Левая же стена являлась надежным бастионом целеустремленного делового человека: книги по бухгалтерскому учету, налогообложению, недвижимости, инфляции и девальвации. Труды по политике, экономике, социологии. И биография Джона Уэйна.[18]18
  Голливудский актер, получивший особую известность благодаря ролям в вестернах и военных фильмах.


[Закрыть]

Я изучал содержимое стеллажей вдоль четвертой стены – религиозная литература, ремонт автомобилей, садоводство и физическая культура – когда вернулась миссис Флэттери, выглядящая взбудораженной, но непоколебимой.

– Так, вы остаетесь на обед, – сказала она немного более настойчиво, чем было необходимо, и я предположил, что общение с мужем протекало отнюдь не безмятежно. Скорее всего, он был недоволен, что жена впустила нас в дом, а она, наверное, заявила, что ему придется вернуться и самому разгребать свои грязные дела. По крайней мере, такова была маленькая драма, которую я нарисовал в воображении, основываясь на ее облике и тоне.

Брат Оливер вежливо поклонился и после искренней благодарности сказал, что мы с радостью отобедаем с Флэттери. Хозяйка дома быстро кивнула:

– Итак, решено. Дэн вернется примерно через час, вам хватит времени приготовиться. Идемте, я уверена, вы хотите умыться с дороги.


***

Ее звали Эйлин. Дочь Дэниела Флэттери – стройная темноволосая красотка с холодным взглядом. На вид ей было не больше тридцати лет и она, несомненно, будет хорошеть, пока не перевалит за сорок.

Нас познакомили за обедом. На нем также присутствовали ее братья, два долговязых парня, зовущихся Фрэнк и Хью, а также жена Хью – Пэгги. И еще был молодой щеголь с бегающими глазами, безвольным подбородком и дурацкими усиками по имени Альфред Бройл, которого представили, как «ухажера Эйлин». Я не удивился, заметив, как губы девушки брезгливо скривились при этих словах; конечно, он не был ее ухажером.

Эти пятеро, плюс миссис Флэттери, брат Оливер и я, составили компанию за обедом на застекленной веранде с выложенным плиткой полом. Я ожидал увидеть слуг, но на стол накрыли миссис Флэттери и Эйлин, а неженатый Фрэнк позже приносил дополнительные или забытые блюда.

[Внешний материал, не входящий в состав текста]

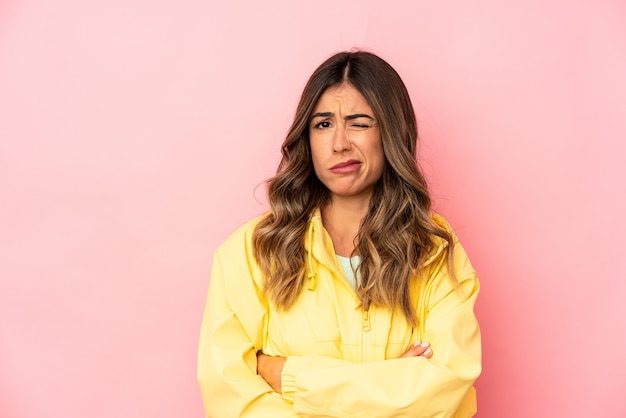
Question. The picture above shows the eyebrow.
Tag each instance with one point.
(347, 117)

Миссис Флэттери попросила брата Оливера прочесть молитву, и он согласился. Мне понравилось, как густые темные волосы Эйлин упали на ее скулы, когда она склонила голову во время молитвы:

– Всемогущий Боже, благослови сию трапезу, приготовленную как для семьи и друзей, так и для странников издалека. Благослови хозяина дома, ставшего для нас приютом, и сохрани его в целости на лоне океанских вод Твоих. Благослови, молю Тебя, всех, проживающих в этом доме, и оберегай их всегда, чтобы не остались они без защиты и покрова в холоде внешнего мира. Защити всех детей Твоих и дай им пищу и кров, в коих они нуждаются. Благодарим Тебя за пиршество, что нам предстоит.

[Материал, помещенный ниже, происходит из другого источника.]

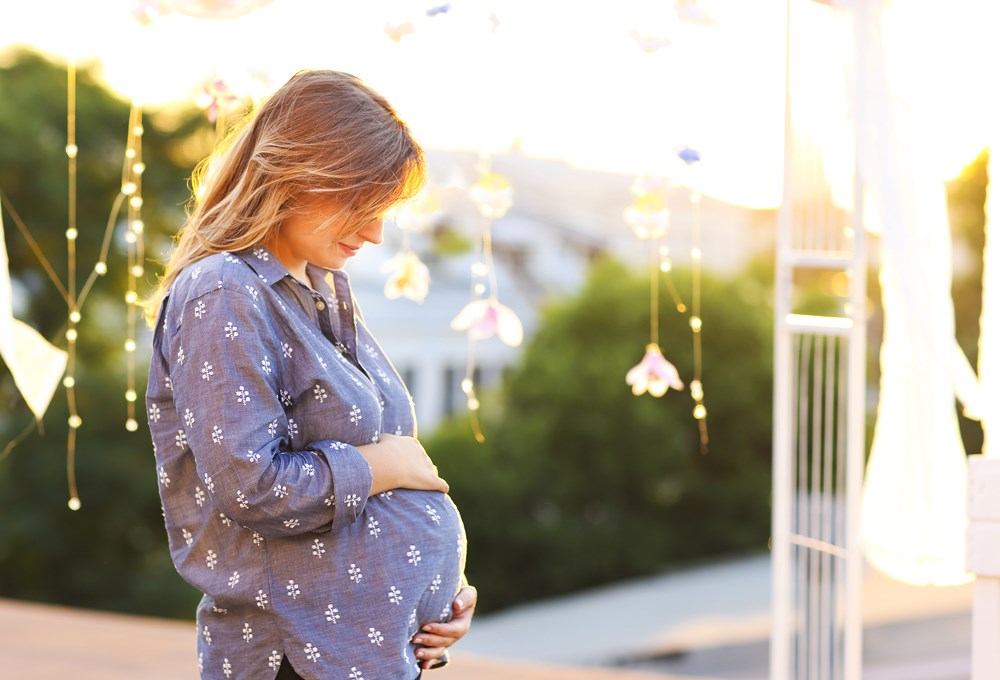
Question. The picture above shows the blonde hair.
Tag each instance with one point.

На мой взгляд, молитва звучала несколько тяжеловесно, но брат Оливер, очевидно, решил пробиваться через безразличие миссис Флэттери, каких бы трудов это ни стоило. Что касается обеда, названного пиршеством, то это не являлось таким уж преувеличением. Нам подали холодный ростбиф, ветчину и курятину, картофельный салат, салат из макарон и капустный салат, белый хлеб и ржаной хлеб, кофе, чай, молоко и пиво. Мы сидели за длинным столом со стеклянной столешницей и блестящими хромированными ножками – разве юбка Эйлин не слишком коротка для этого времени года? – и первые минут пять провели в радостном замешательстве, передавая тарелки и судки с приправами туда-сюда. Сыновья, миссис Флэттери и брат Оливер соорудили себе громадные, грозящие развалиться сэндвичи, в то время как остальные воздержались от хлеба – ну, я все-таки пожевал кусочек ржаного – и орудовали в основном ножом и вилкой.

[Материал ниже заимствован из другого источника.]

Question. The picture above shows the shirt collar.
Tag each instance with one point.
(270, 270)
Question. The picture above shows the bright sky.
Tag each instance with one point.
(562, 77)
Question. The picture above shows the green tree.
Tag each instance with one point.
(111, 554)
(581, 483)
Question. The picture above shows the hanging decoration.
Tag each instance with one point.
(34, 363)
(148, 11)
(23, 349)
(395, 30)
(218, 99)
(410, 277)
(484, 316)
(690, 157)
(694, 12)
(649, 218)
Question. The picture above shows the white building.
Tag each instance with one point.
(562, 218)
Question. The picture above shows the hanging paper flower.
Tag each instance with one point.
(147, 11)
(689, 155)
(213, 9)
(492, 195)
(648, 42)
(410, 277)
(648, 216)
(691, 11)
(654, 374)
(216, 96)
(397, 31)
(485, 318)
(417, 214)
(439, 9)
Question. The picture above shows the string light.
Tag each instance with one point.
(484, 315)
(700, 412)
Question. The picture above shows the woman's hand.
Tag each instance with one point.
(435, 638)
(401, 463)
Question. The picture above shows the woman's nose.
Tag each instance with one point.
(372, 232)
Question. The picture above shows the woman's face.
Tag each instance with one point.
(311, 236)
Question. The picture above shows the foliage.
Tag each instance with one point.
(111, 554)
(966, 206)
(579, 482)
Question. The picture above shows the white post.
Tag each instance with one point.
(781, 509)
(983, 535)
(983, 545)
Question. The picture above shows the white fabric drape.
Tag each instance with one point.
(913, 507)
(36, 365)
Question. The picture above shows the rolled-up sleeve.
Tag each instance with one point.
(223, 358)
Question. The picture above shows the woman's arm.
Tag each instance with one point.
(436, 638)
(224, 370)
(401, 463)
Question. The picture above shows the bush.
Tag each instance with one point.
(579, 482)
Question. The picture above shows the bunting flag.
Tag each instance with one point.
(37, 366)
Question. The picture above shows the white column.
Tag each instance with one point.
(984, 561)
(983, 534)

В монастыре я иногда пил вино и пиво, но сегодня, пребывая вдали от дома и в окружении новых впечатлений – в частности, впервые за десять лет оказавшись за обеденным столом с женщинами – я решил ограничиться чаем. Брат Оливер, однако, с явным удовольствием раз за разом осушал свой бокал с пивом.

Из окна, возле которого я сидел, открывался вид на коротко подстриженную лужайку с несколькими высокими старыми деревьями и серые воды залива вдалеке. Вздыбленная ветром вода выглядела холодной, и я поймал себя на мысли: что, если, несмотря на недавно высказанную братом Оливером мольбу, с Дэниелом Флэттери произойдет несчастье, пока он в море? Легче ли нам будет иметь дело с его женой и сыновьями?